Some of them are poor slobs. Some of them are organized crime.

Are they just going to try to sell it at a lower price since the police cannot tell where you got it from and might not even care anymore? Tax savings alone radically reduces the price.



The same profit margins exist for tobacco and alcohol, especially cities like NYC, but there are relatively few bootleggers in both markets. I think the legal risk significantly offsets the increase in price from taxation. But then again, cannabis differs from tobacco and alcohol in many ways in that an underground market has become highly developed.

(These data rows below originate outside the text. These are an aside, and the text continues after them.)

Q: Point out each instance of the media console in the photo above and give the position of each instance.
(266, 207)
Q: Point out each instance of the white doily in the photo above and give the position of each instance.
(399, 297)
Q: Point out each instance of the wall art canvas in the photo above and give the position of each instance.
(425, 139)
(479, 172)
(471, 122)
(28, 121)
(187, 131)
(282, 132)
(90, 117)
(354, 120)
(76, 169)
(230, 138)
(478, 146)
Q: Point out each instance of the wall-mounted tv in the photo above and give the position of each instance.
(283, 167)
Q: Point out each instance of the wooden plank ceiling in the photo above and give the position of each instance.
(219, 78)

It will indeed be interesting to see...


There's a lot of bootleggers for cigarettes in NYC. I've found many places, mainly in Brooklyn, that sell Virginia cigarettes. Big selections too!

Alcohol flows plentifully and relatively cheaply here though although I hear there are speak easies.

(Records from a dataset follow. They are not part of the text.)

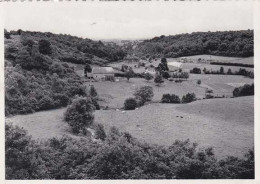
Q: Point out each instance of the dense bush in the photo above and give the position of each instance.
(158, 80)
(245, 90)
(167, 98)
(79, 114)
(100, 132)
(130, 104)
(120, 156)
(189, 97)
(45, 47)
(145, 93)
(148, 76)
(223, 43)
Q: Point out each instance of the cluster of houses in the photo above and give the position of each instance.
(108, 72)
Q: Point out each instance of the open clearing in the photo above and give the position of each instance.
(225, 124)
(115, 93)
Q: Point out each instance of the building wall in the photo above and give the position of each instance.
(101, 76)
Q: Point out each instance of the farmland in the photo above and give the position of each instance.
(225, 124)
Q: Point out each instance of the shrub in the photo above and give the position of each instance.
(45, 47)
(93, 92)
(245, 90)
(130, 104)
(148, 76)
(145, 93)
(158, 80)
(167, 98)
(79, 114)
(165, 75)
(199, 82)
(100, 132)
(189, 97)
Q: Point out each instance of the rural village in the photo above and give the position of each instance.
(146, 109)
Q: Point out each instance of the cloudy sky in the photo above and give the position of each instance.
(128, 20)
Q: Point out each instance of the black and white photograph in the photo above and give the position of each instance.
(129, 90)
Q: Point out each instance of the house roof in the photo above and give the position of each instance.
(175, 64)
(103, 70)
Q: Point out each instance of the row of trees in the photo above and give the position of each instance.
(221, 71)
(141, 95)
(172, 98)
(223, 43)
(118, 156)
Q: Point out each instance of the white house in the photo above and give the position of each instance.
(174, 66)
(100, 73)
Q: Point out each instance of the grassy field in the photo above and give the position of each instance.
(225, 124)
(114, 93)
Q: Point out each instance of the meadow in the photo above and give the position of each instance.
(224, 124)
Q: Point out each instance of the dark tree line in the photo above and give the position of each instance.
(118, 156)
(223, 43)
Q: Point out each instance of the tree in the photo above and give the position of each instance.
(45, 47)
(129, 74)
(100, 132)
(221, 70)
(93, 92)
(145, 93)
(79, 114)
(199, 82)
(130, 104)
(189, 97)
(87, 69)
(148, 76)
(229, 72)
(158, 80)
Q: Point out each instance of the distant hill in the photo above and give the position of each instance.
(222, 43)
(37, 75)
(67, 48)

So I guess the moral is, if you tax it so much people are paying exorbitant amounts for it, you may end up creating a bootlegger's market, especially if you don't have to cross any national borders with the product.


There's also the consumer component. How many people would buy unbranded non-shrinkwrapped cigarettes off the back of a truck?

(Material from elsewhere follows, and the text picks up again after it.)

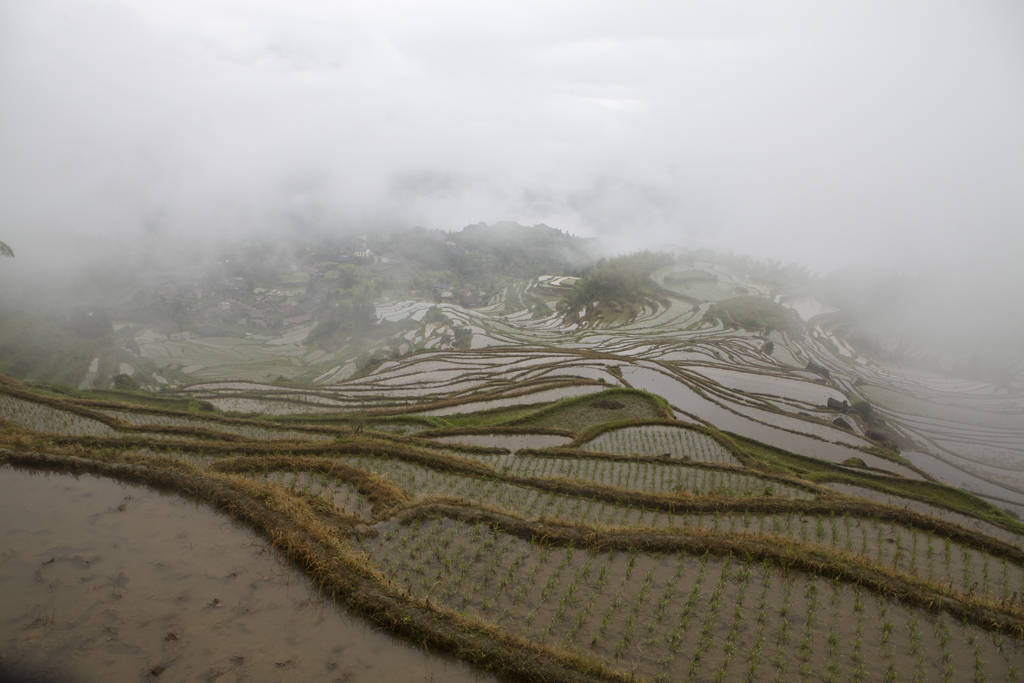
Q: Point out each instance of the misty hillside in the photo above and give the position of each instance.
(461, 341)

They can now get a legal job selling it over the counter. They can get licensed and sell it legally via delivery or whatever (I don't know the regulations). They can leverage their growing operation into a legal business that sells to dispensaries. They can get a job in another field...though, the skills acquired through dealing illegal drugs aren't necessarily very marketable.

I dunno...but, we didn't, as a nation, mourn the end of bootlegging as a career option when alcohol prohibition ended. So, I'm not going to mourn the end of the small-time drug dealer (or the large scale cartel dealers, either).


If they have ever been caught and convicted, I bet they're not allowed to get a license.


Seems likely. And, that's unfortunate.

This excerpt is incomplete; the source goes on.